This morning awoke to the first light snowfall of autumn.
I am always excited to visit Col. Sam Smith Park as you never know what ornithological treasures might be found there.
Today featured a Northern Pintail:
Pintails are usually seen in early spring and late fall migration.
The name comes from the longish spiky central tail feathers.
Pintails are common in the West and uncommon in the East. They are found on shallow ponds and marshes usually with emergent vegetation.
Ruby-crowned Kinglets measure about 10 cm in length; about the length of my thumb. The scarlet crown patch is often concealed.

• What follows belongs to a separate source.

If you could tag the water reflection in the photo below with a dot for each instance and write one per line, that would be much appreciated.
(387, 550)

Species list: red-necked grebe, Canada goose, mallard, gadwall, American black duck, red-breasted merganser, hooded merganser, northern pintail, bufflehead, ring-billed gull, black-capped chickadee, white-breasted nuthatch, ruby-crowned kinglet, yellow-rumped warbler, house sparrow, northern cardinal, American goldfinch, American tree sparrow, white-throated sparrow, field sparrow, song sparrow. (23 species)

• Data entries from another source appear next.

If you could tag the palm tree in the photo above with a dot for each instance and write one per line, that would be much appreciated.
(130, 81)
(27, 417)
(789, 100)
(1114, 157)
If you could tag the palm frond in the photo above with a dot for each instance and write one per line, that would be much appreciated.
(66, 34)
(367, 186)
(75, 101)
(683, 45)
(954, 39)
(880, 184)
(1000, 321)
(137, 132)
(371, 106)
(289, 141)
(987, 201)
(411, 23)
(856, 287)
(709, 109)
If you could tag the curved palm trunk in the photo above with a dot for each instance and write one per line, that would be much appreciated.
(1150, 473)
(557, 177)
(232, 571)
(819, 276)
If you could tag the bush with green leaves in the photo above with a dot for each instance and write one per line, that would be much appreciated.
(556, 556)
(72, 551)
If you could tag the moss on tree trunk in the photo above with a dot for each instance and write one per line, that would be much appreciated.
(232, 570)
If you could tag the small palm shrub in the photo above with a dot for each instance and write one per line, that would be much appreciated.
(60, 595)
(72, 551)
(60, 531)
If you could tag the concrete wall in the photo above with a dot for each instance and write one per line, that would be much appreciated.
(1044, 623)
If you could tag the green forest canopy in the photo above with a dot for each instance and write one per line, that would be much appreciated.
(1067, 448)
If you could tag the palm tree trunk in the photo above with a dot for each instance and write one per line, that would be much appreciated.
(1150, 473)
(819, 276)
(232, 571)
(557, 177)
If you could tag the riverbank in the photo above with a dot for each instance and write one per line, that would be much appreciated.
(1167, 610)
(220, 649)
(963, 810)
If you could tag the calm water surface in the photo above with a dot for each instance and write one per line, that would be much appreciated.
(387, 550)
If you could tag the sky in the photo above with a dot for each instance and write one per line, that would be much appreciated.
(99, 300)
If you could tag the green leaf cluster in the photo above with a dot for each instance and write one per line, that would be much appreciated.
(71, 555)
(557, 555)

Late in November, on a single night
Not even near to freezing, the ginkgo trees
That stand along the walk drop all their leaves
In one consent, and neither to rain nor to wind
But as though to time alone: the golden and green
Leaves litter the lawn today, that yesterday
Had spread aloft their fluttering fans of light.
What signal from the stars? What senses took it in?
What in those wooden motives so decided
To strike their leaves, to down their leaves,
Rebellion or surrender? and if this
Can happen thus, what race shall be exempt?